La hausse proposée de l’impôt sur l’alcool, ainsi que l’introduction d’un impôt spécial sur les premix, ne sauraient en aucun cas atteindre les objectifs assignés par les autorités, à savoir améliorer la santé publique et les finances fédérales :

  • Pour justifier ces propositions, les autorités invoquent une hausse de la consommation. Malheureusement, les statistiques officielles démentent cette affirmation.
  • Par ailleurs, ces mesures ne concernent que les spiritueux. Or, ceux-ci ne représentent que 17% de la consommation totale de boissons alcoolisées en Suisse. 83% de la consommation d’alcool est donc ignorée et l’argument de santé publique perd toute crédibilité.
  • De plus, en provoquant une augmentation des prix, la hausse de l’impôt ne fera que déplacer à l’étranger l’achat des spiritueux, comme c’était le cas avant l’harmonisation fiscale du 1er juillet 1999.
  • Enfin, pour cette consultation, les autorités n’ont laissé que … sept jours aux institutions et entreprises concernées pour donner leur avis.
  • La branche s’engage déjà pour une vraie prévention des abus.

Pas de hausse de la consommation !

Les autorités justifient leur proposition de relèvement de l’impôt sur les spiritueux et l’introduction d’un impôt spécial sur les premix en arguant d’une « forte augmentation de la consommation de spiritueux depuis le passage au taux unique ». Cette affirmation est contredite par les statistiques publiées par la Régie fédérale des alcools, elle-même, sur son site Web. En effet, celles-ci montrent, pour les spiritueux, l’augmentation de consommation suivante :

  • 1998 – 1999 = + 2,8%,
  • 1999 – 2000 = +8,3%
  • 2000 – 2001 = sans changement.

Dans le même temps, les chiffres officiels montrent, depuis l’introduction du taux unique en 1999, une consommation totale de boissons alcoolisées en légère baisse de 1% (soit de 9,2 litres d’alcool pur (LAP) à 9,1 LAP).

En litres d’alcool pur, entre 1998 et 2001, les spiritueux ont augmenté de 0,15 (de 1,41 à 1,56), tandis que les boissons fermentées ont diminué de 0,16 (de 7,7 à 7,54).
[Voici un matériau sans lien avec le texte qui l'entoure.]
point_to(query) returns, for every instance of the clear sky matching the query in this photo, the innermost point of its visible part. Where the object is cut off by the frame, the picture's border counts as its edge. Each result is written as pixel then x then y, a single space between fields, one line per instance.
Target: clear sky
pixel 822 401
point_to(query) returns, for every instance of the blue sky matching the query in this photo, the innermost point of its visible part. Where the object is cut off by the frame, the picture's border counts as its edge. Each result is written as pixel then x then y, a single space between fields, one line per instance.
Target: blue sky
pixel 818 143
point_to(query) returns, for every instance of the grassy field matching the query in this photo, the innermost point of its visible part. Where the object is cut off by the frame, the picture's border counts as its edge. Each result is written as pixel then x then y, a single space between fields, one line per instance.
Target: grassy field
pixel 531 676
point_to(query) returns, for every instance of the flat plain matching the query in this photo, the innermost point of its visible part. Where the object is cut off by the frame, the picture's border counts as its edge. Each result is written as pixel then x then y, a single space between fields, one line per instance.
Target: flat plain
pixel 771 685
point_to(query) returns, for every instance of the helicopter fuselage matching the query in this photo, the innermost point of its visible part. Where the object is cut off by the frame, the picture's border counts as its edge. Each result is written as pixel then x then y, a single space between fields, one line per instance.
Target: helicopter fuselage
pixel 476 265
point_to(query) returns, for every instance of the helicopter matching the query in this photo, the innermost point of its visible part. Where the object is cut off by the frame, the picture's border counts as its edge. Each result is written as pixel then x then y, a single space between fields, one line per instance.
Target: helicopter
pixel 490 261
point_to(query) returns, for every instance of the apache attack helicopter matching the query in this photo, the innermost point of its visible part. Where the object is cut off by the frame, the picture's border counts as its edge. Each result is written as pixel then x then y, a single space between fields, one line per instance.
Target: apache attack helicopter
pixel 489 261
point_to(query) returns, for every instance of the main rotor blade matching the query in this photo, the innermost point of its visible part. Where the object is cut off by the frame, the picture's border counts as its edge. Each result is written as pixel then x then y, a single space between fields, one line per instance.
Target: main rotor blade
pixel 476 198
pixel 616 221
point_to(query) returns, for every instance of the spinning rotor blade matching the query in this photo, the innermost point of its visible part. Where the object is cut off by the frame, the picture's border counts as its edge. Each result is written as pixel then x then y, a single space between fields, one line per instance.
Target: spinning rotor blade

Cette tendance est due à une désaffection de la bière et du cidre suite à l’introduction des premix sur le marché suisse.

En parlant de « hausse », les autorités semblent avoir confondu importations et consommation. Avec l’harmonisation fiscale de 1999, les importations en bouteilles d’origine ont remplacé les productions / mises en bouteille locales pour les marques étrangères. A cela se sont ajoutés la liquidation des entrepôts douaniers et le rapatriement des achats transfrontaliers. Ces trois facteurs ont dopé les importations mais n’ont pas influencé la consommation. La seule différence est que les Suisses ont acheté en Suisse plutôt que dans les pays voisins … d’où un accroissement des rentrées fiscales pour la Régie, qu’il ne faut pas confondre avec un accroissement de la consommation.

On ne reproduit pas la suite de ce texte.